Opposition hounds Kalinga hydro project

PROTESTS continue for a hydropower project in Kalinga.

A petition was filed this week by the Cordillera Peoples Alliance (CPA), urging the National Commission on Indigenous Peoples (NCIP) to declare a failure in the Free Prior and Informed Consent (FPIC) process for the Upper Tabuk Hydropower Project (UTHP).

CPA secretary general Bestang Dekdeken said the affected communities oppose the project because of the adverse effects it will have on their ancestral lands.

"The violations on the FPIC process, including the active interventions of Daniel Peckley Jr. and NCIP-Kalinga officers to get the consent of indigenous cultural communities (ICCs) and the divisive effect of the UTHP on the communities. The UTHP has clearly created problems within communities which would not have been there if the project was not there in the first place," Dekdeken said.

The petition also called for NCIP to hold accountable the project proponent, as well as the NCIP-Kalinga officers for violations of the rights of ICCs to integrity and self-determination.

The 17-megawatt UTHP is a project of the DPJ Engineers & Consultants (DPJ) owned by Daniel Peckley Jr. The project involves the construction of 35.4-meter high dam along the Tanudan River that will create a reservoir of around 30 hectares and a total storage capacity of around five million cubic meters.

In November 2019, Taloctoc and Malbong, two of the five indigenous cultural communities (ICCs) declared by the NCIP as affected areas, manifested their rejection of the project in their Resolution of Non-Consent.

Dekdeken said the petition was executed and signed in February this year by 189 individuals belonging to the Taloctoc, Naneng, Malbong and Minanga ICCs following NCIP's lifting of the Temporary Suspension Order on the FPIC process for the UTHP.

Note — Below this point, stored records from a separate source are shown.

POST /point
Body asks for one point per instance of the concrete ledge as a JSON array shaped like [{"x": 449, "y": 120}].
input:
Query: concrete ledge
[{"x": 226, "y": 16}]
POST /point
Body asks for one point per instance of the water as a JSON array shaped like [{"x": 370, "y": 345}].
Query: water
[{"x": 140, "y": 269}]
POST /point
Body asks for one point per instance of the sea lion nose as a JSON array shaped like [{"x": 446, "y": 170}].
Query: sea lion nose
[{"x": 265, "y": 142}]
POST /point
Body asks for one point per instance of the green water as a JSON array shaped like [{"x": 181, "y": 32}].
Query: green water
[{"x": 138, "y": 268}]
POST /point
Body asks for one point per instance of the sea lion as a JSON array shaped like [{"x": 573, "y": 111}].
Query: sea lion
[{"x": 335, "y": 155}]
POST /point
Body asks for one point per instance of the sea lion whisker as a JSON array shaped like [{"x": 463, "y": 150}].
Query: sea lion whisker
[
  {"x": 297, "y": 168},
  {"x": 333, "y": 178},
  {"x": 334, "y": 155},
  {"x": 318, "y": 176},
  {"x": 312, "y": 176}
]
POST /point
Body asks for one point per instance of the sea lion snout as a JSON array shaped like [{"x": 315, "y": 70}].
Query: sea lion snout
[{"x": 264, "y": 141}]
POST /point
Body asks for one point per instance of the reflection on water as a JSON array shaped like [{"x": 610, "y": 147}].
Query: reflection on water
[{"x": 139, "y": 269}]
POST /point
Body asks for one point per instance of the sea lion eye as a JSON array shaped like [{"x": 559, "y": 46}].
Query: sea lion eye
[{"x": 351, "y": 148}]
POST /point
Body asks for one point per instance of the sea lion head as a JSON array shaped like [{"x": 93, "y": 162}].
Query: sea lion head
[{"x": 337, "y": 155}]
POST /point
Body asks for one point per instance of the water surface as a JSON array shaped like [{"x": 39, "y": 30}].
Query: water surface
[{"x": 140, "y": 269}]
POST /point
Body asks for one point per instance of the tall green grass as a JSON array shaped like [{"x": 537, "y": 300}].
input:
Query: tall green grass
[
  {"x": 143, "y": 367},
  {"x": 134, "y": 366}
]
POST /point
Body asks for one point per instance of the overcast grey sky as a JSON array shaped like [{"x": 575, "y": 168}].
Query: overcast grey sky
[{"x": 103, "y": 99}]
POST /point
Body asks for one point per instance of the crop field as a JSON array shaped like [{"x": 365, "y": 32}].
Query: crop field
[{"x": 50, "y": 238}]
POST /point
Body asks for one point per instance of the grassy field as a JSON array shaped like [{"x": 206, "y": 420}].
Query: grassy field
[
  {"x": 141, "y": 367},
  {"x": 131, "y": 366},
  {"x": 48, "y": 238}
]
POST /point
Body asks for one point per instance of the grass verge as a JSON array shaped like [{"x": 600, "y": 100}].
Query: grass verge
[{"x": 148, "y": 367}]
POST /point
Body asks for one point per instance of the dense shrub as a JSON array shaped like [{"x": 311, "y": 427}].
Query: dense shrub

The petition was also executed in protest of Peckley Jr.'s statement that the project will push through within the ancestral domains of only the ICCs who gave their consent for the project. The affected ICCs were very much aware that the project would nonetheless impact adversely on all of their ancestral domains.

The petition also stated that the project proponent colluded with individuals belonging to ICCs and to NCIP-Kalinga for the reconstitution of the Minanga, an old tribe that had long been subsumed to the Naneng. This bore serious implications, such as the Minanga and their lands being removed from the protection of the Naneng's bodbodong (peacepacts), Naneng's bodong with other tribes being jeopardized, and Naneng's integrity as a binodngan tribe being violated.

"We also call on NCIP to denounce and help stop Peckley Jr.'s acts of red-tagging, maligning and political vilification against the Tignayan ti Mannalon iti Kalinga and individuals that oppose his hydropower project because these put in danger peoples' lives. We call on the NCIP to recognize the fact that many of the people in the affected ICCs do not want the project. Gross violations of the FPIC process have already been documented by the affected communities which are enough grounds to merit a final 'No consent' decision from the NCIP. NCIP should declare a failure of the FPIC process for the UTHP project," it stated.